Au temps de la Russie communiste, la famille est un symbole d'état. Le père, la mère et les enfants représentent la pérennité du système, l'accomplissement divin. Le motif de la famille est par-ailleurs utilisé par les chefs de l'État pour encadrer la population, la maintenir dans une servitude totale, une dévotion constante. Le chef de l'État se fait ainsi appelé le "Père de la Nation", il est bienfaiteur, bienfaisant, celui qui garanti la sécurité de la population et qui se dévoue corps et âme au pays qu'il dirige, comme le père se dévouerait corps et âme pour sa famille. C'est justement de dévotion dont il est question dans Faute D'amour. Où plutôt Andreï Zviaguintsev interroge les limites de cette dévotion face à l'égoïsme qui ronge Zhenya et son mari Boris. La figure du père suit une trajectoire opposée de la représentation du père communiste. Il n'est pas celui qui se bat pour sauver sa famille, pour retenir sa femme ou pour retrouver son fils, mais une ombre qui traverse les lieux, spectateur désabusé d'une situation qui le dépasse totalement. À peine semble-t-il avoir accès à la parole, sauf s'il s'agit de faire émerger des préoccupations égoïstes, à mille lieue de la crise familiale qu'il traverse. Le personnage de la mère suit une trajectoire analogue, elle n'incarne pas les valeurs de l'amour, de la protection, de la dévotion, mais des valeurs contraires. Profondément narcissique, soucieuse de son bien-être et de son image sur les réseaux soucieux, sa vie n'est que mis-en-scène, jusqu'au choix de son amant qui est l'homme parfait pour s'intégrer socialement dans les classes supérieures de la société. La majorité de son discours se construit par des exclamations haineuses, des accusations qu'elles projettent en miroir à défaut de se reconnaître comme coupable de la situation qu'elle traverse. C'est lorsqu'elle avoue à son amant avoir toujours souffert d'un manque d'amour, notamment parce que maltraité par sa mère, que Zviaguintsev dévoile le questionnement central du film.

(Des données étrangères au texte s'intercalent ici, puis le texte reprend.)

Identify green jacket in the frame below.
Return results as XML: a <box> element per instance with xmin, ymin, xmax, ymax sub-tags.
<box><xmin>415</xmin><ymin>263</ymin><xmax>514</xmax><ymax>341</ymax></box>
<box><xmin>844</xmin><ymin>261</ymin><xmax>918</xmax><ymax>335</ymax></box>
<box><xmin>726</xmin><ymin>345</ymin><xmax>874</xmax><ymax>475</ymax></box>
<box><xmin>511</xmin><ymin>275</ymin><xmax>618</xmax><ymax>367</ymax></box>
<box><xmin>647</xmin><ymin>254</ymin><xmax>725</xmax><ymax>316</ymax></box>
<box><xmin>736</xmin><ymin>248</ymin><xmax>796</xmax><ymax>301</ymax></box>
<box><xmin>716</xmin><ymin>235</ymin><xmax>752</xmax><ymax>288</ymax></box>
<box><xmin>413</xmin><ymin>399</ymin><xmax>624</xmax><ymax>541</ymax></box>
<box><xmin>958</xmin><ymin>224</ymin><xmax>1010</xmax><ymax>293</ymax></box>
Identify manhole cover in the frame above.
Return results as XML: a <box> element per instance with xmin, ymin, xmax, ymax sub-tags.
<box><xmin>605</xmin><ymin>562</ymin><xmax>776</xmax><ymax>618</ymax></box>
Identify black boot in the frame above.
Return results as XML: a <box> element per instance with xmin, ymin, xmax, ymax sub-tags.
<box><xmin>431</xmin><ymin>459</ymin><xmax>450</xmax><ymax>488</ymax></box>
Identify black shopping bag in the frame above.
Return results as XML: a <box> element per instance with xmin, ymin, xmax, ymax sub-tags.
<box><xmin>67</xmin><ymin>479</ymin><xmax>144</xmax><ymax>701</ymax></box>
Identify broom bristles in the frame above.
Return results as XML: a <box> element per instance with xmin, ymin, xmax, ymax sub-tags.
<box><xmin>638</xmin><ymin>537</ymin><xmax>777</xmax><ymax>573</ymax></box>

Le film interroge l'échec de transmission des valeurs d'une société à une autre. Car si la grand-mère d'Alyosha accuse sa fille de n'espérait d'elle que son héritage, on se demande bien à quel héritage elle fait référence. Accablée par la misère dans une bâtisse croulante à la campagne, l'héritage financier ou matériel ne semble pas être de mise. Andreï Zviaguintsev montre une société post-communiste égarée, dans laquelle la famille est un endroit de préoccupation constante, de malheur inévitable. L'amour n'existe pas, seul la souffrance et le mensonge par adultère, les jeux de faux-semblants cèdent le pas à l'authenticité relationnel. La disparition d'Alyosha est d'ailleurs anecdotique, elle intervient à la moitié du film, comme un élément ponctuant la dissolution du couple de Zhenya et Boris. Alyocha est absent, il n'existe que par son absence, parce qu'il est un élément problématique dans la séparation du couple. La fin du film adopte ce parti-pris, la séparation du couple n'advient que parce qu'il n'y a plus d'enfant, preuve qu'il n'était qu'une source de problème, un obstacle.
Dans Faute D'Amour, il n'y a pas de transmission, pas d'héritage ni guère d'amour. Le modèle traditionnel de la famille explose. Le foyer familiale n'est qu'un sombre appartement sans lumière que tous les personnages traversent ponctuellement, sans jamais y faire famille. On découvrir pendant les recherches de l'enfant disparu qu'il se réfugiait avec ses amis après l'école à "la base", un ancien bâtiment abandonné dans la forêt. Les décombres de "la base" font écho aux ruines du foyer familiale et le père balloté se retrouvé dépassé par la froideur du lieu.